アンチナチュルが静かに近づいてくる。その眼は、ジュリエットの瞳を一直線に見詰めていた。そしてその眼光に見据えられながら、ジュリエットの身体は、意志に反して、完全にその動きを封じられている。
「・・・・新人類の誕生。それは画期的な発明だった。私は喜んで、自分の娘をその実験第一号に選んだ。そして彼女の遺伝子から、フォウを創造した。全ては大成功だった。只、或る一点の誤算を除いては・・・・」
ひと呼吸おいて、アンチナチュルが静かに口を開く。「・・・・その誤算とは、ジュスティーヌの美徳だよ。フォウは、母体から、殺戮マシーンとしては酷く余計な判断基準を受け継いでしまった。だから私は、自分の遺伝子から、新たな『ANGEL』を創造した。・・・・それが、お前だ」
ジュリエットの眼が、かっと見開かれた。肉体は動かなくとも、耳は聞こえている。
「解ったか。お前の顔は、整形技術でジュスティーヌに似せてあるだけなのだよ。お前の気付かない心の奥底では、私と同じ、悪徳の炎が燃えさかっているんだ。・・・・今、その証拠を見せてやる」
言うと、アンチナチュルは大きな手をかざし、ジュリエットの顔を撫でるように、上から下へとゆっくりと振りおろした。
ジュリエットの驚愕も束の間。その視界がアンチナチュルの掌に一瞬、遮られたと思うと、彼女の今までの意識はどこかへ消し飛んだ。変って、別の人格が宿ったかのように、彼女の表情は暗く陰湿なものへと豹変する。
アンチナチュルは、自分の娘と同じ顔の美少女の、長い髪を掻き上げると、その唇に接吻した。ジュリエットは直にトロリと目を閉じ、男の身体を抱きしめ返した。いつの間にか肉体は開放されている。新しく甦った、邪悪な魂に。
「・・・・お父さん。わたしは・・・・あなたの・・・・娘です」
「そうだ。それでいい」
アンチナチュルはニヤリと笑うと、ジュリエットの胸を力強く握り締め、千切れんばかりに弄くり回した。ジュリエットは痛がりもせず、アンチナチュルの胸に頭を垂れ、催眠術にかかったように身を委ねている。

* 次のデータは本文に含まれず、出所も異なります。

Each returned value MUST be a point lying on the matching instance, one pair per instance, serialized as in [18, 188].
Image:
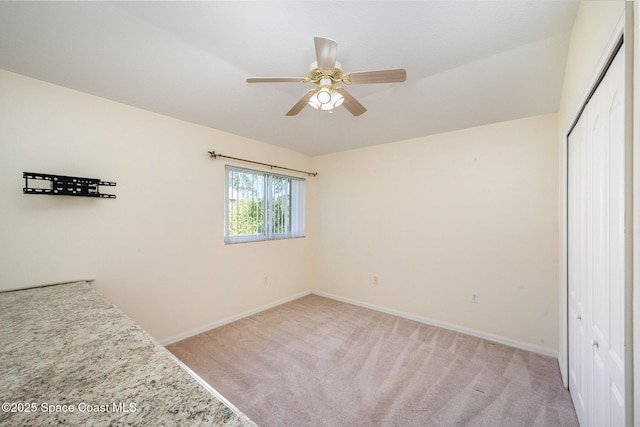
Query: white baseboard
[226, 320]
[478, 334]
[475, 333]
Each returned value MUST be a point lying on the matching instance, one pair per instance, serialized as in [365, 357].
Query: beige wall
[156, 250]
[592, 33]
[440, 217]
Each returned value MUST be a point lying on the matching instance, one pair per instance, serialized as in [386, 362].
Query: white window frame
[294, 221]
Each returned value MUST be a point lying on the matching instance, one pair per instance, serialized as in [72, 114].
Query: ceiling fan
[325, 72]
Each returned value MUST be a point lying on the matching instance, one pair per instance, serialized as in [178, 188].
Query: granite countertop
[69, 357]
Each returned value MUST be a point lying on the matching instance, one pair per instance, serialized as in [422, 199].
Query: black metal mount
[62, 185]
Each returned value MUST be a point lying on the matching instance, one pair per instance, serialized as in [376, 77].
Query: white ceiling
[468, 62]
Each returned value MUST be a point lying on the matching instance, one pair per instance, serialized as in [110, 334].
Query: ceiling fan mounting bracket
[316, 74]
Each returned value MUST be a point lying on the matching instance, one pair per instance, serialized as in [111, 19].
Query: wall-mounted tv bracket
[61, 185]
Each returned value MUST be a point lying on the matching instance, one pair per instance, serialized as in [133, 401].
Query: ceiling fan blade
[326, 53]
[350, 103]
[381, 76]
[300, 104]
[276, 79]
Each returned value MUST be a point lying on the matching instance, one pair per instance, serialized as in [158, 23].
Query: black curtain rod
[215, 156]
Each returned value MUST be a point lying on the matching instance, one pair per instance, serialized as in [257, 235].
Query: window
[262, 206]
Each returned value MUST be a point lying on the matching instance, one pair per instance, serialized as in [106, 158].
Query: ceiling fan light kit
[325, 72]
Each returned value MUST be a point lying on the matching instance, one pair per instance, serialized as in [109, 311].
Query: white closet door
[579, 259]
[597, 255]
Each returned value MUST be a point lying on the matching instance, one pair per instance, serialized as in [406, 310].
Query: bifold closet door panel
[596, 259]
[605, 114]
[579, 260]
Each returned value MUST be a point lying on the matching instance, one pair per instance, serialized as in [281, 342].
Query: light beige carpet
[320, 362]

「さあいくぞ。半年ばかりの間、ちょっと隠れていなけりゃならん。お前を完全な『ANGEL』にしてやらないといけないしな」
「・・・・ジュスティーヌは?」
「あいつはほっとけば、時期に面白いことになろう。いつまでも覚醒を逃れて苦しんでいる訳にはいかんさ。発狂死したら、それはそれでよし」
アンチナチュルは、歩きだした。下僕のように、ジュリエットがその後につづく。その向こうには、軍事用へリが一台、エンジンをかけたままの状態で留っていた。
遠くで微かに、ジュスティーヌの絶叫が聞こえたが、バベルの塔の廃虚にはもう、誰一人その声を聞くものは残っていなかった。